The company’s network of recruiters—or “talent scouts”, in Aspire-speak—have operations in smaller cities and towns such as Sonepat, Rohtak, Jammu, Phagwara, Srinagar, Siliguri and Guwahati.
Aspire is hardly alone in trekking out to the countryside in search of new recruits.
Last year, almost 85% of Tata Consultancy Services Ltd’s 12,000 entry-level hires came from campuses in tier II and III towns. IBM Daksh Business Process Services Pvt. Ltd has also visited and hired dozens from Amritsar’s Khalsa College. But, in the long run, Aspire is also betting that the appetite for smaller companies to mirror such operations is limited.
“Every telecom company can’t go out and build its own network,” says Bhatia, who also helped in creating and leading the McKinsey Knowledge Center India Pvt. Ltd, the consulting giant’s offshore research operations. “We’re (also) building talent supplies for others to tap.”

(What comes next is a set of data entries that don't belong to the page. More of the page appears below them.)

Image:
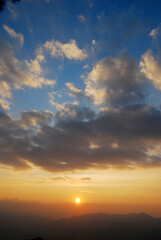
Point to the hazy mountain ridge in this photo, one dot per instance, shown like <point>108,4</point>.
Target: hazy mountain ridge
<point>93,226</point>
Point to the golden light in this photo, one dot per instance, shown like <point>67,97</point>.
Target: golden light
<point>77,200</point>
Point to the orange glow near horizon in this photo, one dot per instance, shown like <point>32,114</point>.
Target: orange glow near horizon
<point>111,191</point>
<point>77,200</point>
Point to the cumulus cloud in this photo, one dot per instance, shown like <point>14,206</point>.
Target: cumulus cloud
<point>115,81</point>
<point>33,118</point>
<point>126,138</point>
<point>15,74</point>
<point>69,50</point>
<point>151,68</point>
<point>13,34</point>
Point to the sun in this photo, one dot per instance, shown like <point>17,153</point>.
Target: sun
<point>77,200</point>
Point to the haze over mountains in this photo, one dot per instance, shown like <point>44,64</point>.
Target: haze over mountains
<point>93,226</point>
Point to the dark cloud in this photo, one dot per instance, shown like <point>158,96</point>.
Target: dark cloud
<point>116,81</point>
<point>122,138</point>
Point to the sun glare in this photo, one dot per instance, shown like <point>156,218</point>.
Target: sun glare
<point>77,200</point>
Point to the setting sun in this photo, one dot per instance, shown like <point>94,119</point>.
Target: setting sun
<point>77,200</point>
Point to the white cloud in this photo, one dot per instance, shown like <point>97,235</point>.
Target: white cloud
<point>114,81</point>
<point>86,66</point>
<point>5,104</point>
<point>72,87</point>
<point>15,74</point>
<point>13,11</point>
<point>69,50</point>
<point>154,32</point>
<point>81,18</point>
<point>15,35</point>
<point>151,68</point>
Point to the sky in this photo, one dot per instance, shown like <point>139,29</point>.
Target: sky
<point>80,105</point>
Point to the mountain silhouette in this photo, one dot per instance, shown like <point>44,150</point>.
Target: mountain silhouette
<point>87,227</point>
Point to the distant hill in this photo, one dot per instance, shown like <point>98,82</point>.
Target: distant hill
<point>87,227</point>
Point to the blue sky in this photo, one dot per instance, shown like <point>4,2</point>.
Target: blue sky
<point>115,26</point>
<point>76,68</point>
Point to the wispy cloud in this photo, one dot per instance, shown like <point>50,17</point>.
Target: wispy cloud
<point>69,50</point>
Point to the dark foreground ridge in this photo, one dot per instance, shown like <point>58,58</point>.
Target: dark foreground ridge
<point>87,227</point>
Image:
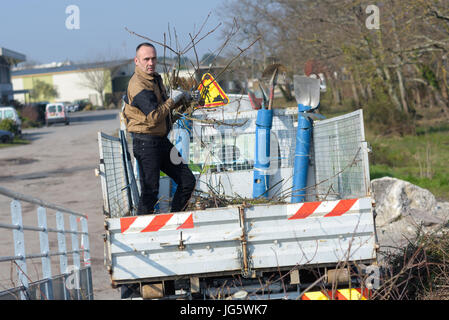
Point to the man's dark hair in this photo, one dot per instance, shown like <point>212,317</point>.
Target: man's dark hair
<point>145,44</point>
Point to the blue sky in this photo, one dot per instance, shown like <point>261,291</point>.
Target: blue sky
<point>37,28</point>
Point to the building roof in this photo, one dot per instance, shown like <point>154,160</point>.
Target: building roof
<point>62,67</point>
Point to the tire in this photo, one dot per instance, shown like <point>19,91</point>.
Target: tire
<point>129,291</point>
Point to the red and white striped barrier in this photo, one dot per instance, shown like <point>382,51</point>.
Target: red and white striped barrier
<point>158,222</point>
<point>322,209</point>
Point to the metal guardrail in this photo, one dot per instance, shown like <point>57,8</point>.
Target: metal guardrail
<point>74,282</point>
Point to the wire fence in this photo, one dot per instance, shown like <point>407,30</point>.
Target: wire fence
<point>73,280</point>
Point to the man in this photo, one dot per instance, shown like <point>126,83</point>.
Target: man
<point>148,117</point>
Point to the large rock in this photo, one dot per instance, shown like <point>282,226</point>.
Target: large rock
<point>402,208</point>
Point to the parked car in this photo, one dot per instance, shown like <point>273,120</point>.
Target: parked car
<point>56,113</point>
<point>9,112</point>
<point>6,136</point>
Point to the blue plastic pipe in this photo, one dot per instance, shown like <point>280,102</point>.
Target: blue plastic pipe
<point>182,143</point>
<point>262,155</point>
<point>302,155</point>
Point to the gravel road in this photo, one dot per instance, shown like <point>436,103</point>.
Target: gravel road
<point>58,167</point>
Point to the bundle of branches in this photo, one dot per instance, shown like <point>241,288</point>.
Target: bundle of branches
<point>420,271</point>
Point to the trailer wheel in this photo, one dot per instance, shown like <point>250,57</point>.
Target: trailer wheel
<point>129,291</point>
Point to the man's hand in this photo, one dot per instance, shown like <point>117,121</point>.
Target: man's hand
<point>196,95</point>
<point>177,95</point>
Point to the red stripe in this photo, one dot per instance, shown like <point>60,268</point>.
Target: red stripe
<point>125,223</point>
<point>158,222</point>
<point>341,208</point>
<point>188,224</point>
<point>366,293</point>
<point>306,210</point>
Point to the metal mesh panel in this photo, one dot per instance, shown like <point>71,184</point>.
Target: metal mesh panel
<point>231,147</point>
<point>114,176</point>
<point>340,155</point>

The secret sauce at Aspire is a method that gets rid of every impression-based, qualitative measure throughout the entire recruitment and training process. The idea came from, of all things, procurement.
When Bhatia launched Aspire, he relied on a model he developed with Freemarkets.com, a website that created an auction for manufacturing buyers and suppliers to interact, and brought transparency to a field that was anything but.
Freemarkets.com forced suppliers to detail every piece that went into a product to a granular enough level that it could be standardized and compared, so buyers didn’t have to rely on backroom negotiations to cut deals.
In a replica of that model, Aspire breaks down each job description into hundreds of attributes. Spoken skills, for example, are divided into dozens of categories such as harsh consonant sounds, tenses, articles, and whether or not the candidate has a sing-song intonation. Each factor is weighed according to how important it would be for the job description, and each mistake is categorized and compiled to get a final score.
Even though Aspire’s business model neatly reflects Bhatia’s experience in both managing outsourcing operations and managing supply chains, his inspiration stems from something closer to a streak of social entrepreneurship. “India is a dual economy,” he recently told a roomful of human resources professionals at a conference co-sponsored by Aspire and CII. “It’s disturbing. We need to make it one.”
So Bhatia and Aspire are betting that using science to “fix” the unemployable is the only way to get rural graduates into international economy. At Khalsa College, around 30 of the candidates made the cut to train for a sales job in Punjab with ICICI Lombard General Insurance Co. Ltd that paid almost Rs20,000 per month, and another few passed the communication test to train for a job with WNS in Gurgaon.
Amrinder Singh, a computer science graduate from Khalsa College, says he would rather pursue a postgraduate degree than join his family’s dry fruit business, if a job didn’t come through. “There is not too much of scope in Amritsar,” he says, “if you want to do something, you have to think bigger.”